The purpose of this article is to evaluate the association of voice signal analysis with adverse outcome among patients with congestive heart failure (CHF).
Methods and Results
The study cohort included 10 583 patients who were registered to a call center of patients who had chronic conditions including CHF in Israel between 2013 and 2018. A total of 223 acoustic features were extracted from 20 s of speech for each patient. A biomarker was developed based on a training cohort of non‐CHF patients (N=8316). The biomarker was tested on a mutually exclusive CHF study cohort (N=2267) and was evaluated as a continuous and ordinal (4 quartiles) variable. Median age of the CHF study population was 77 (interquartile range 68–83) and 63% were men. During a median follow‐up of 20 months (interquartile range 9–34), 824 (36%) patients died.
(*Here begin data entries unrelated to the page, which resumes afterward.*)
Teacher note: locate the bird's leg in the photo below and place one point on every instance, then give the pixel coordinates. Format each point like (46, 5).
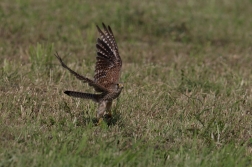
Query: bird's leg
(108, 109)
(100, 112)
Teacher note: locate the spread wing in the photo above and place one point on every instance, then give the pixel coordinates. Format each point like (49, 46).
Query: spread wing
(82, 78)
(109, 63)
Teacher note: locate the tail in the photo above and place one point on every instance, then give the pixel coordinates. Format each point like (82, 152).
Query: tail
(94, 97)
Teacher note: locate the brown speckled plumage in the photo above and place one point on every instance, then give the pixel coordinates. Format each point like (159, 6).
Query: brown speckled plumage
(107, 73)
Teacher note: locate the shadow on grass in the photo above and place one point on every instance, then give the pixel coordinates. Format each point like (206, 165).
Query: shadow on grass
(110, 120)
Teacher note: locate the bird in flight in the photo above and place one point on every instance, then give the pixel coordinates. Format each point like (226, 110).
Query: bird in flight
(107, 73)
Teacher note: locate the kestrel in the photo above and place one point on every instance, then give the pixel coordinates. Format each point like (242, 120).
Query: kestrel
(107, 73)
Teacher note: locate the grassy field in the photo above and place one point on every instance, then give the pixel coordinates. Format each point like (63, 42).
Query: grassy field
(187, 72)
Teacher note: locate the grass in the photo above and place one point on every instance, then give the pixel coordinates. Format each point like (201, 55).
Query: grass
(187, 73)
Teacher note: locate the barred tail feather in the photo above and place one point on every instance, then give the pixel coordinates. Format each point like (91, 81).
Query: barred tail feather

Kaplan–Meier survival analysis showed higher cumulative probability of death with increasing quartiles (23%, 29%, 38%, and 54%; P<0.001). Survival analysis with adjustment to known predictors of poor survival demonstrated that each SD increase in the biomarker was associated with a significant 32% increased risk of death during follow‐up (95% CI, 1.24–1.41, P<0.001) and that compared with the lowest quartile, patients in the highest quartile were 96% more likely to die (95% CI, 1.59–2.42, P<0.001). The model consistently demonstrated an independent association of the biomarker with hospitalizations during follow‐up (P<0.001).
Noninvasive vocal biomarker is associated with adverse outcome among CHF patients, suggesting a possible role for voice analysis in telemedicine and CHF patient care.